Seit wir die Stadt hinter uns gelassen haben, ist uns kein Auto mehr begegnet. Über das Kopfsteinpflaster geht es nur langsam voran, doch die Route scheint uns sicherer. Die schmale Straße ist von Bäumen gesäumt und die Scheinwerfer des Wagens leiten uns wie durch einen Tunnel. Es ist ein skurriler Anblick. Meine Müdigkeit, begleitet vom vertrauten Motorengeräusch, fixiert uns auf der Stelle, während sich die Landschaft bewegt und die Buckelpiste scheinbar unter uns durchrutscht. Ich blinzle und bemühe mich, wieder in die korrekte Wahrnehmung zurückzufinden. Inzwischen sehe ich weit vor uns einen kleinen Stern, der wohl auf die Straße gefallen ist. Valentina steigt vehement auf die Bremse, das holt mich in die Wirklichkeit zurück. Sie schaltet das Licht aus und setzt im Blindflug rückwärts. Es holpert und ruckelt, ich höre es splittern, Plaste und Elaste. Vermutlich haben wir einen Rückspiegel eingebüßt. Als der Wagen hält und der Motor aus ist, höre ich Valentinas schweres Atmen. Lotta bewegt sich auf Tuchfühlung mit meinem rasenden Herzen. Es dauert eine Weile, bis das Licht an uns vorbeifährt. Vielleicht Volkspolizei, vielleicht auch nicht. Wir sind weit genug entfernt, zwischen den Bäumen. Es ist stockdunkel um uns herum. Ich habe keine Ahnung, ob hier überhaupt ein Weg ist, oder ob meine Frau uns geistesgegenwärtig einfach in die Wildnis katapultiert hat. Nach diesem Schrecken verharren wir noch im Nichts, ohne ein Wort, bis Valentina den Wagen wieder anlässt und das Gefährt zur Straße zurückbugsiert.  
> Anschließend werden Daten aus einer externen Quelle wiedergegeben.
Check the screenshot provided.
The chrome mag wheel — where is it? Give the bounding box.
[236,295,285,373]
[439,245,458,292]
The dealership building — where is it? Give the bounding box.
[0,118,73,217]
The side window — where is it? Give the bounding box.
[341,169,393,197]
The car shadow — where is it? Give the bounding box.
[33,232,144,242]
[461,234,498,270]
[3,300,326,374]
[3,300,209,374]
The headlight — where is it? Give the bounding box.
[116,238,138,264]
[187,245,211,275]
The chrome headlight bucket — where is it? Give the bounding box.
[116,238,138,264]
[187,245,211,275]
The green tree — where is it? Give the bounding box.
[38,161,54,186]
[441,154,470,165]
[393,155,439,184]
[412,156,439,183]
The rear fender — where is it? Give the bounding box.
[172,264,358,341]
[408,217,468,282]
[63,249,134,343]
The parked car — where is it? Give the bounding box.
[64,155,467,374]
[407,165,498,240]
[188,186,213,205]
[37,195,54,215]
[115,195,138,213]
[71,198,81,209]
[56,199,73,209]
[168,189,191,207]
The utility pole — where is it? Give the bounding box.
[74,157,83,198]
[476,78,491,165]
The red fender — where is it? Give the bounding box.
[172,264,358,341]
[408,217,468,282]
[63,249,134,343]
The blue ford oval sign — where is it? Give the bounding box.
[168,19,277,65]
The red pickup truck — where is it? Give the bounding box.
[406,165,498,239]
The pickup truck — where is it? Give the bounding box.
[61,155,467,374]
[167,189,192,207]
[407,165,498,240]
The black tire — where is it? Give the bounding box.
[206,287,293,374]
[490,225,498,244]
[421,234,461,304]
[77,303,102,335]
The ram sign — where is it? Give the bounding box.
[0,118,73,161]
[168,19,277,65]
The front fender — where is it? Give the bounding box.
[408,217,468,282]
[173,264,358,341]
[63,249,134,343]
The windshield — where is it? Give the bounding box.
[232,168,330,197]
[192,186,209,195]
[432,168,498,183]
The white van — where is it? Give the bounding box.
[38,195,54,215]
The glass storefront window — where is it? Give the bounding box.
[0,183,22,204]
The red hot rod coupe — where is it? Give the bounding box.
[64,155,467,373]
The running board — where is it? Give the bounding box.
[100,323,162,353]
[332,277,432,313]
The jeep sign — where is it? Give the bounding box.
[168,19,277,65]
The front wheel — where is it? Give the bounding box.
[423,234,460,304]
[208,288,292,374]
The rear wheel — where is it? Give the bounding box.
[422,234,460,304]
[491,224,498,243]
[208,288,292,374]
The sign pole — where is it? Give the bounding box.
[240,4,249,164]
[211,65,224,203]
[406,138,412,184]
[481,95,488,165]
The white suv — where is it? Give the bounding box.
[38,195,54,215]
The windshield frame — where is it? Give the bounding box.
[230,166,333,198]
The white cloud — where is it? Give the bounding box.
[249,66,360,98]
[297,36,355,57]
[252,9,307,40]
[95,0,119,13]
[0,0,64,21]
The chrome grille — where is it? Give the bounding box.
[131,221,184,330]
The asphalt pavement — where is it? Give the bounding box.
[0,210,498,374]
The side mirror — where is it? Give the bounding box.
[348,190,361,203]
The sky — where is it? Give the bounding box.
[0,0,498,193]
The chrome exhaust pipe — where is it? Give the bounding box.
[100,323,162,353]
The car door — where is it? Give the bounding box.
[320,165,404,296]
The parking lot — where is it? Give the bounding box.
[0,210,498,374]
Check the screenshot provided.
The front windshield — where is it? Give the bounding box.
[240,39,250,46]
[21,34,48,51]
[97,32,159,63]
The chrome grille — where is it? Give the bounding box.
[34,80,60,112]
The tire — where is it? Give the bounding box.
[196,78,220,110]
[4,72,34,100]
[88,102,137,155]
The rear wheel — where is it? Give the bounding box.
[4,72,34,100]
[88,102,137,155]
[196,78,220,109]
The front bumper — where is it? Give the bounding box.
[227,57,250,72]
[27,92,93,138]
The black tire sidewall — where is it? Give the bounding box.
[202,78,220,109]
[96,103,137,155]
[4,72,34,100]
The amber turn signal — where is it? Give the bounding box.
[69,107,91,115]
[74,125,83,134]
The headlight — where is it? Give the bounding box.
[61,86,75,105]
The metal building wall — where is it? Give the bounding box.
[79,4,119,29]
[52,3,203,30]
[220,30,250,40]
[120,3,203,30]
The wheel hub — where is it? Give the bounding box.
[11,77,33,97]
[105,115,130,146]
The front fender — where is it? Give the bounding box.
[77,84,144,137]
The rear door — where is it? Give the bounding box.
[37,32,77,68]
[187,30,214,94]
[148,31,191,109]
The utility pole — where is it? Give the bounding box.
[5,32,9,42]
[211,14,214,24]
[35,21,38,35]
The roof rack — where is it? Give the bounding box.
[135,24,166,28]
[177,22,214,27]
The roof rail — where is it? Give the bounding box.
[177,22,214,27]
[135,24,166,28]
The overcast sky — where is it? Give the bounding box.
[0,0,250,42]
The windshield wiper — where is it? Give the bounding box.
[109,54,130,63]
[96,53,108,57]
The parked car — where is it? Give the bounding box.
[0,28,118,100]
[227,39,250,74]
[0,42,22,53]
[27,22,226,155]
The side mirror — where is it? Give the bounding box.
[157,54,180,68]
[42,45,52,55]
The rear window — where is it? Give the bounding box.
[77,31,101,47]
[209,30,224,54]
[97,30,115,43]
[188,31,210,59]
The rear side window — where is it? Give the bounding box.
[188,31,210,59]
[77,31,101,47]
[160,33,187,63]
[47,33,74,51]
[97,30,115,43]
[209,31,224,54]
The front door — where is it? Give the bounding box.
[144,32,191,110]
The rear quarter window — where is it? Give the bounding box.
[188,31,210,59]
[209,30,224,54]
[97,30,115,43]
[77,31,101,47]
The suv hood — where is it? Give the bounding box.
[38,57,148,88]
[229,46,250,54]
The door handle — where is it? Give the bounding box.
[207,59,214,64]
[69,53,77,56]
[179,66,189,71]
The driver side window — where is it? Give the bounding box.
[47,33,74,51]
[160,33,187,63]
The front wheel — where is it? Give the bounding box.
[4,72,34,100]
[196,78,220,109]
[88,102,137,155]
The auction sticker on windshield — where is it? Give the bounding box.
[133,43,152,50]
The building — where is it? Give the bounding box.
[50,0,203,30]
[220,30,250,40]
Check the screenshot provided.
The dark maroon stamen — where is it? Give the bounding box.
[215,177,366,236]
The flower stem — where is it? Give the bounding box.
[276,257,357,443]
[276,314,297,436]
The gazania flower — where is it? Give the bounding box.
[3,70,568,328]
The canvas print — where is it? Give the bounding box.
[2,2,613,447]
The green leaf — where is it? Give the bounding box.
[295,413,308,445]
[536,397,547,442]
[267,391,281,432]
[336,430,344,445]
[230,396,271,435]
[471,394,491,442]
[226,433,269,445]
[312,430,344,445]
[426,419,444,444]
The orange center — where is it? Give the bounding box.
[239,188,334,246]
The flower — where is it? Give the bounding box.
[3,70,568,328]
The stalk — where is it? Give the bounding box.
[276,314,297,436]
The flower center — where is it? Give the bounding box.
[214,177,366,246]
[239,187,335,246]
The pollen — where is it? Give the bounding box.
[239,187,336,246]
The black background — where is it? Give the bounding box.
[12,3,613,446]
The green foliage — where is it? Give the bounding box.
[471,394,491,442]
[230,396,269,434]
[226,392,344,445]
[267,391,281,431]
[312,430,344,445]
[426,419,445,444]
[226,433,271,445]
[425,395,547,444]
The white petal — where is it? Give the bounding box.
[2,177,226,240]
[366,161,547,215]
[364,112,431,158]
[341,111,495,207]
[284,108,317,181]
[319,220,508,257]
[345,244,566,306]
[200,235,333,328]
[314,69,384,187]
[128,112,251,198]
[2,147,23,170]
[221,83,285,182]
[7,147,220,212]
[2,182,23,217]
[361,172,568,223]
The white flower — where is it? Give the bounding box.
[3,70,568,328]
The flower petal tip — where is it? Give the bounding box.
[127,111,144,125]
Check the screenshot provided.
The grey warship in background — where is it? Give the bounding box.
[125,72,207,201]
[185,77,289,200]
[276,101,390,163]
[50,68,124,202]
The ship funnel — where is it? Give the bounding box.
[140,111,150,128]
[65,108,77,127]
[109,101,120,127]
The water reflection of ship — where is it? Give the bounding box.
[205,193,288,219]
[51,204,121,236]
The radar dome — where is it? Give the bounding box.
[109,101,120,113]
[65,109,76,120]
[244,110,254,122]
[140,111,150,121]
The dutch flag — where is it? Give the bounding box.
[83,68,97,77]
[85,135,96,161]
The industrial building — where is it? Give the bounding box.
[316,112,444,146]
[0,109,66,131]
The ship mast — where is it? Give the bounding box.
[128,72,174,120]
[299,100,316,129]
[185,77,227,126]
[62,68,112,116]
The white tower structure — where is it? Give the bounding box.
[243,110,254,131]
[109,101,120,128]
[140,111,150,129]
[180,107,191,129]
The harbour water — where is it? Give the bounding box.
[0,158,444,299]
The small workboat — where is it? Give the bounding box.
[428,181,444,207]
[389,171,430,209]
Ich habe jegliches Zeitgefühl verloren, als wir endlich das abgebrochene Gatter erreichen. Valentina biegt in den Feldweg ab und wir holpern einige hundert Meter über eine grasbewachsene Piste. Im Licht der Scheinwerfer können wir die baufällige Halle erkennen. Auch den Lieferwagen, der mit ausgeschalteten Scheinwerfern davor wartet. Ein Mann steht rauchend daneben, ich kann sehen, wie er die Kippe zu Boden wirft und darauf tritt. Er gestikuliert und weist uns an, hinter das Gebäude zu fahren. Es beginnt zu nieseln und auf den letzten Metern schaltet meine Frau die Scheibenwischer ein. Der Wagen winkt uns nochmal zum Abschied. Als ich aussteige merke ich jeden Knochen. Ich schiebe Lotta vor meinem Körper ein wenig zurecht und greife den Rucksack. Valentina lässt den Schlüssel des Trabant einfach stecken. Sie klemmt sich das Bündel mit den Decken unter den Arm und wir gehen vorsichtig los. Der Boden ist uneben und im schwachen Mondlicht kaum zu erkennen. Eine Windböe erfasst uns, der Regen wird stärker und als der Mond hinter den Wolken verschwindet stehen wir in völliger Dunkelheit. Ein Lichtkegel tanzt von der Seite über den Boden. Der Mann, der uns hierher gelotst hat, schaut um die Ecke der Halle und leuchtet uns mit einer Taschenlampe den Weg. Ich setzte erstaunliches Vertrauen in diesen wildfremden Menschen, der genauso gut unsere Endstation sein könnte. Doch ich will daran glauben, dass er unser Ausweg ist. Er kommt auf uns zu. Jetzt sehe ich auch einen weiteren Unbekannten direkt hinter ihm. Als sie nur noch wenige Schritte von uns entfernt sind halte ich inne. Es gibt kein zurück. Ich spüre Lotta warm an meinem Körper, greife Valentinas Hand und presse mit heiserer Stimme das Codewort hervor.